Haar man zag dat ook. Hij was bij elke gedachte die zij had bij haar. Hij week niet meer van haar zijde.
Hij moest haar nu bijstaan, hij wilde er nu voor haar zijn, zoals zij voor hem was geweest.
De nacht kwam, de nacht van het overgaan.
De vrouw lag onrustig in haar bed. Ze durfde eigenlijk niet te slapen. Haar man ging naast haar liggen en streelde haar prachtige haren. Veegde haar tranen van haar wangen en kuste die.
De vrouw viel in slaap en hij stond op haar te wachten aan de rand van haar droom. Ze vloog hem in zijn armen en hij huilde van blijdschap. Een jaar zonder elkaar vast te houden, zonder elkaar te kussen, zonder elkaars fysieke liefde, was heel erg lang.
De man nam zijn vrouw bij haar hand en ze liepen een park binnen. Daarin stond een grote boom. Onder de boom stond een bankje waarop ze samen hand in hand gingen zitten.
De hele nacht hebben ze gepraat, gelachen, elkaars hand vastgehouden en elkaar gekust. Toen het bijna ochtend werd moesten ze afscheid nemen. Haar man nam haar voor de laatste keer in zijn armen. De vrouw huilde weer zachtjes. ‘Weet dat ik heel veel bij je ben. Ik zal je steunen en liefhebben.

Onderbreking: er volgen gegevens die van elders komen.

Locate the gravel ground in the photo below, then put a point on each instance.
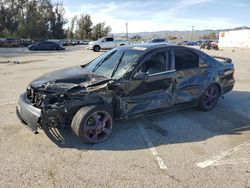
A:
(186, 148)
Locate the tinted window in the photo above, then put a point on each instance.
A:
(185, 59)
(109, 39)
(114, 63)
(156, 63)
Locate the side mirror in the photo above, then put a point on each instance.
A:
(140, 76)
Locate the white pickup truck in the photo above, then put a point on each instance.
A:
(106, 43)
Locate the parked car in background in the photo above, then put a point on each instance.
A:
(209, 45)
(9, 42)
(191, 43)
(84, 42)
(157, 41)
(126, 82)
(46, 45)
(106, 43)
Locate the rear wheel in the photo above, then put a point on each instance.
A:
(93, 124)
(96, 48)
(209, 98)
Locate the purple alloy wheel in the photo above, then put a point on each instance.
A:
(210, 97)
(98, 126)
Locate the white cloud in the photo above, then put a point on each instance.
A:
(141, 17)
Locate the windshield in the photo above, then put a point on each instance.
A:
(115, 63)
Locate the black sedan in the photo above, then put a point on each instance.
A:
(46, 45)
(126, 82)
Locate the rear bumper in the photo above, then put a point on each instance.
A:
(27, 113)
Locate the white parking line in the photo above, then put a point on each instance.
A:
(215, 159)
(232, 162)
(152, 148)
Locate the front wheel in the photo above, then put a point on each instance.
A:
(209, 98)
(96, 48)
(93, 124)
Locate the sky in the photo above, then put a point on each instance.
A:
(159, 15)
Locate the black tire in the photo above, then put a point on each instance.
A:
(209, 98)
(96, 48)
(93, 124)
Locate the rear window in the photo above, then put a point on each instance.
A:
(185, 59)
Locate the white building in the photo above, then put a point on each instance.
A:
(235, 38)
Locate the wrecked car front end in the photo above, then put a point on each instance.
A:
(54, 103)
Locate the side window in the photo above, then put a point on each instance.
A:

Maar geniet ook van je leven, het is nog zo jong. En in de nachten zal ik naast je liggen en je troosten als je verdriet en eenzaam bent.
En als het tijd is om ook naar het oneindige te gaan, zal ik hier op je wachten en naar huis brengen.
En zullen we voor altijd samen zijn.
En langzaam verdween haar man uit haar beeld en een Engel kwam op haar afgelopen. Hij lachte. ‘Fijn om jullie zo samen te zien.
Kom, ik breng je weer naar huis.’
De vrouw lag nu weer in haar bed.
De Engel dekte haar dekens toe, en glimlachte.
‘Maak je geen zorgen, je hebt heel veel hulp boven.
Schroom niet om hulp te vragen. Wij zijn er voor jou.’
De vrouw huilde weer zacht. De Engel legde zijn hand op haar voorhoofd en de vrouw werd rustig en viel weer in slaap.
Hij kuste haar voorhoofd en zei: ‘Heb de wereld lief mijn kind, het is ook van jou.
En leef of het je laatste reis op Aarde is. Leef!’ En hij verdween.
De vrouw was later wakker geworden. Dit was haar mans sterfdag. Maar een glimlach kwam op haar gezicht. ‘Je bent thuis schat, en je wacht op mij. Maar ik ga eerst genieten van mijn laatste reis.’
En ze keek opzij want ze wist dat haar man naast haar lag.